Changes in a patient’s body image can significantly impact their level of satisfaction or dissatisfaction (Lyigun et al., 2017). Notably, dissatisfaction with body image diminishes self-esteem and self-worth while negatively affecting work performance and interpersonal relationships (Kantoch et al., 2006). It further deteriorates the overall quality of life (Hartmann et al., 2017; Yuksel et al., 2016) and exacerbates feelings of anxiety, stress (Dao et al., 2012), and depression (Barnes et al., 2020). Considering the potentially harmful consequences, patients who are satisfied and able to accept changes in their body image experience improvements in their self-esteem, anxiety, and depression (Begovic-Juhant et al., 2012). These individuals are more likely to adapt their lifestyles and daily activities successfully (Lightfoot, 2010), which can help reduce or delay the progression of the disease, minimize costs, and enhance their overall quality of life (Ballan & Lee, 2007; Begovic-Juhant et al., 2012; Masoumi et al., 2017).
Previous research on body image in Thailand has primarily focused on specific groups of patients, such as those with breast cancer who have undergone mastectomies, neck and head cancer, and individuals with gynecological cancer (Cheewapoonpol, 2004; Phaikhamnam, 2014; Phummarin et al., 2019). These patients experience sudden changes or threats to their bodies, and their mental and physical well-being may depend on their ability to accept these changes. Research on body image has also been conducted in other countries, examining diverse patient populations, including those receiving hemodialysis, undergoing renal transplantation (Rezai et al., 2009), dealing with heart failure (Goudarzian et al., 2016), and undergoing heart surgery (Lyigun et al., 2017).
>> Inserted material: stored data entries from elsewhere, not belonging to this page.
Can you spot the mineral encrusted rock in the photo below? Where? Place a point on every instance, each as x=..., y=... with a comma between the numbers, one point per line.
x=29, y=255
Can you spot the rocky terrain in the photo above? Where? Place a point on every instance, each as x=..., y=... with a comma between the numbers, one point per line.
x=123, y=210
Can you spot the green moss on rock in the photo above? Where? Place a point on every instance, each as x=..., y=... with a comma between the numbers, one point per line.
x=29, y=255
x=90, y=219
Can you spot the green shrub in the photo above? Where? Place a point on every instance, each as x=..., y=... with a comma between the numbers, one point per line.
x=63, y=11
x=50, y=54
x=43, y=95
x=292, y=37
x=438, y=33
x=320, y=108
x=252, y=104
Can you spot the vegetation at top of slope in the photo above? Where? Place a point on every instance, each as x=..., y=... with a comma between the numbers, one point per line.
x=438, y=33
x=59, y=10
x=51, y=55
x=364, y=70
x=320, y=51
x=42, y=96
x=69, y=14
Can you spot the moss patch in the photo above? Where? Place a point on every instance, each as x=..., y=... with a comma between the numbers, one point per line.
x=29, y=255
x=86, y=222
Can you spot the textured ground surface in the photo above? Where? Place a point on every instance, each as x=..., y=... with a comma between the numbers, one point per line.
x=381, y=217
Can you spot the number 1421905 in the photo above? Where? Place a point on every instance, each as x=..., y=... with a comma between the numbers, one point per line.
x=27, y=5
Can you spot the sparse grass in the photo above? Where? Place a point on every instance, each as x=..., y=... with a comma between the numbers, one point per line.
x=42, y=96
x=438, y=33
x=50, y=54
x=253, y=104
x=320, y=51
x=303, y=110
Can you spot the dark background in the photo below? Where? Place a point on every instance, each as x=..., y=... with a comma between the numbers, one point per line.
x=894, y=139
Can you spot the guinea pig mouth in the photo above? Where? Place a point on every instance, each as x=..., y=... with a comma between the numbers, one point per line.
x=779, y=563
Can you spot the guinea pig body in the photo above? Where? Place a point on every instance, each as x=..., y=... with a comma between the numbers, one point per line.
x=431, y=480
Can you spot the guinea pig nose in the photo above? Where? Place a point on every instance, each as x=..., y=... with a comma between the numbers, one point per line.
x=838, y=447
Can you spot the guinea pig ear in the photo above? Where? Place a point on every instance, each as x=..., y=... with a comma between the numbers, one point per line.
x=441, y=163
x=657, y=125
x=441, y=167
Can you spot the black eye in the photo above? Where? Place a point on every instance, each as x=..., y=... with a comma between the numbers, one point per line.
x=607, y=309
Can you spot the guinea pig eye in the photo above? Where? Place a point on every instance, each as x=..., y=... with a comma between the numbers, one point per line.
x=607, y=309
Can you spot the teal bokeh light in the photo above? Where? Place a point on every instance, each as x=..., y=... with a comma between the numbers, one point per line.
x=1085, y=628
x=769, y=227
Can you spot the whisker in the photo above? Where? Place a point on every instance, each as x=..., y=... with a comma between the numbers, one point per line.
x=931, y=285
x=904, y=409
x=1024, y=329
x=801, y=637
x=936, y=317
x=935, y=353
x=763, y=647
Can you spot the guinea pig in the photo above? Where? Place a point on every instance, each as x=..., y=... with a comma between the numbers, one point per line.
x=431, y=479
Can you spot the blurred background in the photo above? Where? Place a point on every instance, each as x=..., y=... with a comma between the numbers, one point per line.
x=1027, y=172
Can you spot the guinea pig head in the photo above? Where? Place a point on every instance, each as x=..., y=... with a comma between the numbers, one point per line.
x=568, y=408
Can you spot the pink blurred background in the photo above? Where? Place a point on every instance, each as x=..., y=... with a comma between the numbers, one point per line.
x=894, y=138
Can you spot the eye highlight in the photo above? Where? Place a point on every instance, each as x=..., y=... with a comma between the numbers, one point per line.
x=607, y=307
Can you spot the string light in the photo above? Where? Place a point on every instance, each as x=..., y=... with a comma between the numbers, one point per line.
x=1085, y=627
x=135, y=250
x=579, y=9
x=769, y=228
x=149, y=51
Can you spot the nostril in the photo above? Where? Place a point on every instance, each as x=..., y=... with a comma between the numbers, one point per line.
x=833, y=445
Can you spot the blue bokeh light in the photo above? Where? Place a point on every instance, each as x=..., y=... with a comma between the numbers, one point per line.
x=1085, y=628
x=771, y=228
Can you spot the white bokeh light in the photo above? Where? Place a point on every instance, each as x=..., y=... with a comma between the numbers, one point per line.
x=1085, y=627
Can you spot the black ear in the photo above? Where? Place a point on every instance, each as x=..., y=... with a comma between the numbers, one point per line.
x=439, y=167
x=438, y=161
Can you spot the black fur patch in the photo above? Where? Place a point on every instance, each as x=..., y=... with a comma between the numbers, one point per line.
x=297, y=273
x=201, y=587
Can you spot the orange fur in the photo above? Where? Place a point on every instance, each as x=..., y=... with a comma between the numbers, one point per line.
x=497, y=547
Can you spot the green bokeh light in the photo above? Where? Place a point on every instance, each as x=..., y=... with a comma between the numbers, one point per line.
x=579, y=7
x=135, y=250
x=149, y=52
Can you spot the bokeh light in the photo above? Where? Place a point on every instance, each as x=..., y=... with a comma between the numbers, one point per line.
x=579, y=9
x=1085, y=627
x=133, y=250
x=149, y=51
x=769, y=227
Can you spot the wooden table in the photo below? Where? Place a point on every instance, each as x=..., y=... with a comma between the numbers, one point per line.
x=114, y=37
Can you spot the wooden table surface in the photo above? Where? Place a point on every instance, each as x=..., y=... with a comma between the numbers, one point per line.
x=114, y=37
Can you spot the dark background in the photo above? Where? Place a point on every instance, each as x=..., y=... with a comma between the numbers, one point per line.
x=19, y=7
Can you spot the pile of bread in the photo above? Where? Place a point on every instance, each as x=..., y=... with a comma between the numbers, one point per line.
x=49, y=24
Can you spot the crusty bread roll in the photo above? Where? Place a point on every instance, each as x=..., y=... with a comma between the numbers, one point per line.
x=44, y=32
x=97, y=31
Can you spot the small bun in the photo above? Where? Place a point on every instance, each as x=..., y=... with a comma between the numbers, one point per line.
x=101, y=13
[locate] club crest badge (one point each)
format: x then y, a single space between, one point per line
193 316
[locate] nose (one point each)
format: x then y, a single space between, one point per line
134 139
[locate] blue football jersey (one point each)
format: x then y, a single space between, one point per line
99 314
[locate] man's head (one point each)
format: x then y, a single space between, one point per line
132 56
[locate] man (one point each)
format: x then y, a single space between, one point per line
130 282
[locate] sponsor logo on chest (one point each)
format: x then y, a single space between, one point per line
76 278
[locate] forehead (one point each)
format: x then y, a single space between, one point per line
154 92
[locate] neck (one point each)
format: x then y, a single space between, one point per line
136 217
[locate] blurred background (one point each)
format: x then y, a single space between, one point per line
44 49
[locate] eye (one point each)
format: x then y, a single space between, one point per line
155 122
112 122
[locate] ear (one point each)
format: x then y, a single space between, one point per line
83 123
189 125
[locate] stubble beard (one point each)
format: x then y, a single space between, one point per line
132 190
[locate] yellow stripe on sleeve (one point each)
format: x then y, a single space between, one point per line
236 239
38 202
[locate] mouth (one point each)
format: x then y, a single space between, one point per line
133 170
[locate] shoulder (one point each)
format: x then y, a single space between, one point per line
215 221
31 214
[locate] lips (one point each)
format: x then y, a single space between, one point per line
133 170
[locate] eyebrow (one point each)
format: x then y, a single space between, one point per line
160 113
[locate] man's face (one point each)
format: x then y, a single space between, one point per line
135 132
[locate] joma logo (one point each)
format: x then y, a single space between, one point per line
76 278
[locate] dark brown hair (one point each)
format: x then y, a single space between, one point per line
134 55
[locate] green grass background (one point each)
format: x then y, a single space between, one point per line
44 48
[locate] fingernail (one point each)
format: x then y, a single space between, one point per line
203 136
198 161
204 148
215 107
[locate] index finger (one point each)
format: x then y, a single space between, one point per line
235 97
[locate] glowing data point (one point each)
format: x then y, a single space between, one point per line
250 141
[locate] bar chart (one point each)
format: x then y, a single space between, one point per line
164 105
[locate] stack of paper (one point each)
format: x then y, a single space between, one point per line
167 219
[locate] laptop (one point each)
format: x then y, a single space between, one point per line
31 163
Among patients who have undergone coronary artery bypass grafting (CABG), previous studies have shown that surgical scars on the chest can result in a loss of positive body image if the patients are unable to accept these physical changes (Sun et al., 2022). Iyigun et al. (2017) reported that 84% of post-CABG patients experienced a negative perception of body image or a decrease in positive body image due to the presence of surgical scars. However, patients who can accept these physical changes are more likely to adhere to post-surgery treatment (Ballan & Lee, 2007; Lightfoot, 2010; Masoumi et al., 2017).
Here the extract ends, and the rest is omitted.